One day, there were a group of turtles and skunks that decided to play a friendly soccer game. However this soccer game was painful to watch; the turtles were slow, and the skunks just flat out stunk.

The skunks were down a man so they got a centipede to play at the last minute. Now most of the game has gone by and it's been an awful game since no one was able to score. So the coach of the skunks put the centipede in as a last resort. Surprisingly, the centipede scored right away.

So the coach says, "centipede, where have you been all game?"

The centipede replied, "I was putting on my shoes."

Bubba applied to work for the FBI

Bubba was not a smart man by any stretch of the imagination, but he very much wanted to work for the FBI. He took a trip up to Washington to take the admissions test, and after the test was scored, the agent in charge pulled Bubba aside.

He said, "Son, this may well be the worst I've ever seen anyone do on this test. I'm sorry, but it doesn't look to me like you know a thing about criminology or history, which are critical to this line of work. You didn't even spell FBI correctly! I mean, can you even tell me who killed Abraham Lincoln?" Bubba thought for a moment, then shook his head. The agent continued, "All right do this. Go home, study, and if you come back up here and can tell me who killed Abraham Lincoln, I'll let you take the test again." Bubba agreed and took his return flight home.

When his friends asked, "How'd the FBI test go?" Bubba said "It went great! I've only been with the agency 12 hours and they've already got me on a murder case!"

So...Liverpool F.C. sign new striker...

A real new hot shot from Afghanistan, the new wonder kid.
He has his debut and scores a hatrick.
After the game he calls his mum and tells her the good news.
"Mum, Mum I scored three goals in my first game!"

His mum replies..."Son that's all very good but I have some bad news."

"Over the Weekend, your father was shot by a sniper, your sister raped, and I was robbed whilst shopping"

"Oh Mum I am so so sorry" the son says...
"SORRY!!!! It's your fault we moved to Liverpool" shouts the mother.

IQ result

Psych Admin: "Sir, your IQ results are in, you scored 91."

Me: "Wow, my first A+"

A Spaniard & a Russian were chatting up a woman at a bar

The Spaniard made many passes but it was the Russian who scored.

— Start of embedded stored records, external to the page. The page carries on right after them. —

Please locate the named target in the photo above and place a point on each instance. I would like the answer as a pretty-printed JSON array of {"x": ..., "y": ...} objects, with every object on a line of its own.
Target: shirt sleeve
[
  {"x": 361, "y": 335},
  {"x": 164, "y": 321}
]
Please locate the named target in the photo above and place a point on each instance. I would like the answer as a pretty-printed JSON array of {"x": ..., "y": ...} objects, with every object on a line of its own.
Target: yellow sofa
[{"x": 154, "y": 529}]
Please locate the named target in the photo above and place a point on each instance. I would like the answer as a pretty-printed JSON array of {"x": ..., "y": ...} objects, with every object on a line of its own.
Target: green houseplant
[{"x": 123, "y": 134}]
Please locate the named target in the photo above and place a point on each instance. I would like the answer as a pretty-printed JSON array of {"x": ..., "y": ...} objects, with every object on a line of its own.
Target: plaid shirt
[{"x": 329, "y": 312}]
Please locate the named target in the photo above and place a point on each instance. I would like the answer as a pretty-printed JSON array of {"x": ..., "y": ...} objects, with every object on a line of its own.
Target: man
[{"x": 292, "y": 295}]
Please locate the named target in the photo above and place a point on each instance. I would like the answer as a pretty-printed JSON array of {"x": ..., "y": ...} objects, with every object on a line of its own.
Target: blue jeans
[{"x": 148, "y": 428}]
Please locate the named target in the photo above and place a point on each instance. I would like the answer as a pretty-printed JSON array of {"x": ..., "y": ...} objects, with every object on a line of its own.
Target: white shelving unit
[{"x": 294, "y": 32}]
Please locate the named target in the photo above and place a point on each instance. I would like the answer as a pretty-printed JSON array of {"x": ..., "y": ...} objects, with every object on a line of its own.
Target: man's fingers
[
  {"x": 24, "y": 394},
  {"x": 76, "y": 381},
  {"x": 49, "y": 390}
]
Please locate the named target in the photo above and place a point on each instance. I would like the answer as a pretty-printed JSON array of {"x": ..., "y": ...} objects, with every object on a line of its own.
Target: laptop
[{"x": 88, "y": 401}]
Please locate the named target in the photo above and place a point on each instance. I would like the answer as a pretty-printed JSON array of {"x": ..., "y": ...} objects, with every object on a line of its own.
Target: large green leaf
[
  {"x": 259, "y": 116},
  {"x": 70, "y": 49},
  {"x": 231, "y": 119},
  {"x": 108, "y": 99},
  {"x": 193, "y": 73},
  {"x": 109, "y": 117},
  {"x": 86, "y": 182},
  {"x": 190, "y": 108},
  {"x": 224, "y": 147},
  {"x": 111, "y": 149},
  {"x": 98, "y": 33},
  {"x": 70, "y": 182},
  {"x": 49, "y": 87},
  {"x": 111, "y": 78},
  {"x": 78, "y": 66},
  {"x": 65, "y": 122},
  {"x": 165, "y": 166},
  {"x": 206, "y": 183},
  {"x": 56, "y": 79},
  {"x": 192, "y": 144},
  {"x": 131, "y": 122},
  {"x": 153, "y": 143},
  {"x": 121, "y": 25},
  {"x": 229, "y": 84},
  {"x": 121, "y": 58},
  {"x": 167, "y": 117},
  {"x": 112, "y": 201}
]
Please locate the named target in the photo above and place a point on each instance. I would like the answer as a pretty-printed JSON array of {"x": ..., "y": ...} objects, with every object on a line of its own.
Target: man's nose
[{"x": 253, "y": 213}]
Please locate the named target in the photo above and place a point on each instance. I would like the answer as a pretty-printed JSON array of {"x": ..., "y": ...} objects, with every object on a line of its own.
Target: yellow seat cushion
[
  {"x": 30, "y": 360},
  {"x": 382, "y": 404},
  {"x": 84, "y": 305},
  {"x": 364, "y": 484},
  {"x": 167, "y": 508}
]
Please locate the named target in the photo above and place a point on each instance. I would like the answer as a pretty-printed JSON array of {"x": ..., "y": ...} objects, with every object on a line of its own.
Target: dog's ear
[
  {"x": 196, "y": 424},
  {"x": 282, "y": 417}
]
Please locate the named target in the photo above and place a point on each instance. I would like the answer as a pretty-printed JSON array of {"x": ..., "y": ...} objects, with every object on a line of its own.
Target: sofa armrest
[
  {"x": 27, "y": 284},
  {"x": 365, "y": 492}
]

Chewbacca's son enters his first hockey season

Chewbacca's son enters his first hockey season this year. With his impressive skating abilities and the number of goals he scored...

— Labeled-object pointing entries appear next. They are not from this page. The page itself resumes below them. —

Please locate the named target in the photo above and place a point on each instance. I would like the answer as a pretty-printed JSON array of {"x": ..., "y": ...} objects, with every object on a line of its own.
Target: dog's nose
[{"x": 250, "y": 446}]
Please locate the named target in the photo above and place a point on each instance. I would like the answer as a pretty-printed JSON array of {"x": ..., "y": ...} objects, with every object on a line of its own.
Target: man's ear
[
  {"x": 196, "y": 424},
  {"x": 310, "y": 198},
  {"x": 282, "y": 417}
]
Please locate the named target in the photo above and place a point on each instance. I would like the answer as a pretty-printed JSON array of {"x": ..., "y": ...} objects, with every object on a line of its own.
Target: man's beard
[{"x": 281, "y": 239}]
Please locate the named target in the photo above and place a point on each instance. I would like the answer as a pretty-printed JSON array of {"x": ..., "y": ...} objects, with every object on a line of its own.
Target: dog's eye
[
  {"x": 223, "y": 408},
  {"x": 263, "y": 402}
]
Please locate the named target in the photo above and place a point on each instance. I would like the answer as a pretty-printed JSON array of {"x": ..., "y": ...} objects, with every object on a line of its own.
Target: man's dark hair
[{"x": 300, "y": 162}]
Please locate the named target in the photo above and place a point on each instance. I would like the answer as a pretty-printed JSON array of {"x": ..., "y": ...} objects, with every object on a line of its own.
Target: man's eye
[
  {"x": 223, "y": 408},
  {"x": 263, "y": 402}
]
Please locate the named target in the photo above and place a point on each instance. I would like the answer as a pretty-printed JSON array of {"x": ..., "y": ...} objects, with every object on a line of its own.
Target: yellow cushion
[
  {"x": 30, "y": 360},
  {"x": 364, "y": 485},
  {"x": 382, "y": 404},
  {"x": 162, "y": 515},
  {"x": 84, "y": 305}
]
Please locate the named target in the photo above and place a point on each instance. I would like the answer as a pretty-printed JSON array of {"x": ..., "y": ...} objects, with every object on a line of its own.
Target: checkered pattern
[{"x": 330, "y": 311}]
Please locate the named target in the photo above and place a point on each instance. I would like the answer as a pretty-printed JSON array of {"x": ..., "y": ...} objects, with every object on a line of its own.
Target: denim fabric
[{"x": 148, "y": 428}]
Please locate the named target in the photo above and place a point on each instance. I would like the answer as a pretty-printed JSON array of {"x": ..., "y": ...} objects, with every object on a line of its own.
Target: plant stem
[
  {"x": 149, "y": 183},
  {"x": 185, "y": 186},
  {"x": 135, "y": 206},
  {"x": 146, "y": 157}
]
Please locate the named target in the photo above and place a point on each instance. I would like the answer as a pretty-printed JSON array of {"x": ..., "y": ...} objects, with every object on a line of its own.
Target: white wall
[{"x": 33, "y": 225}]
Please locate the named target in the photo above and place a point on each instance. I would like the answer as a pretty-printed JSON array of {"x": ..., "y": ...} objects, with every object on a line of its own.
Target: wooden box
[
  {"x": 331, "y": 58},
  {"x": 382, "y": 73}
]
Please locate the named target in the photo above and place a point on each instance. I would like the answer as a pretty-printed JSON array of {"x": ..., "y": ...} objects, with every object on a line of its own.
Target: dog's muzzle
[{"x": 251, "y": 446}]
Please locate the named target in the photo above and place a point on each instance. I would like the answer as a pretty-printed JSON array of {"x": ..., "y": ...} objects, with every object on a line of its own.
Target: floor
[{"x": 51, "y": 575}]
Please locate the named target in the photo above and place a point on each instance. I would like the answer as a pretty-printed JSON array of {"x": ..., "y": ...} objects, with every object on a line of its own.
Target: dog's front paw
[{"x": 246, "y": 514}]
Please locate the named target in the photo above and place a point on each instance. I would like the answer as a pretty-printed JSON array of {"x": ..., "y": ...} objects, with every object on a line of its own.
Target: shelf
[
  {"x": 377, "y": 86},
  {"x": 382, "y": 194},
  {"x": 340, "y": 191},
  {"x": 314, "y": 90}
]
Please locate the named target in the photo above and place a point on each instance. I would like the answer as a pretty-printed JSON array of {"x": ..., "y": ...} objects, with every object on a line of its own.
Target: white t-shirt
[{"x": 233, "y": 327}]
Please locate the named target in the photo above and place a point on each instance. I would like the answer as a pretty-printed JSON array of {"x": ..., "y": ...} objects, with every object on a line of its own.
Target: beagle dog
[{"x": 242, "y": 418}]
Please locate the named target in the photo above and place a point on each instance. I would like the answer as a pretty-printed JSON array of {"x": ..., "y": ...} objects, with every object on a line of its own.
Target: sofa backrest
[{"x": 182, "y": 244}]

Its no wonder he won the wookie of the year award.


Which country have scored the most world cup goals?

The mongoals.

The score at the end of the 3rd quarter last night was 56-0.

Atlanta felt so bad about what they were doing to the Bucs that they walked off the field at the start of the 4th.

4 plays later Tampa Bay finally scored.

For the final piece of coursework in my art diploma, I used my knife to cut a line across Mr Hamill and Mr Wahlberg just after they'd finished eating.

I scored full Marks.

I'm an Asian male who scored a 2300 on the SAT

I still don't know if i met my parents' expectASIANs.

What did the teacher say when a shrubbery scored an 81.8% on the quiz?

Bush did 9/11

How to make Scored jokes?

We have collected gags and puns about Scored to have fun with. Do you want to stand out in a crowd with a good sense of humour joking about Scored? If Yes here are a lot more hilarious lines and funny Scored pick up lines to share with friends.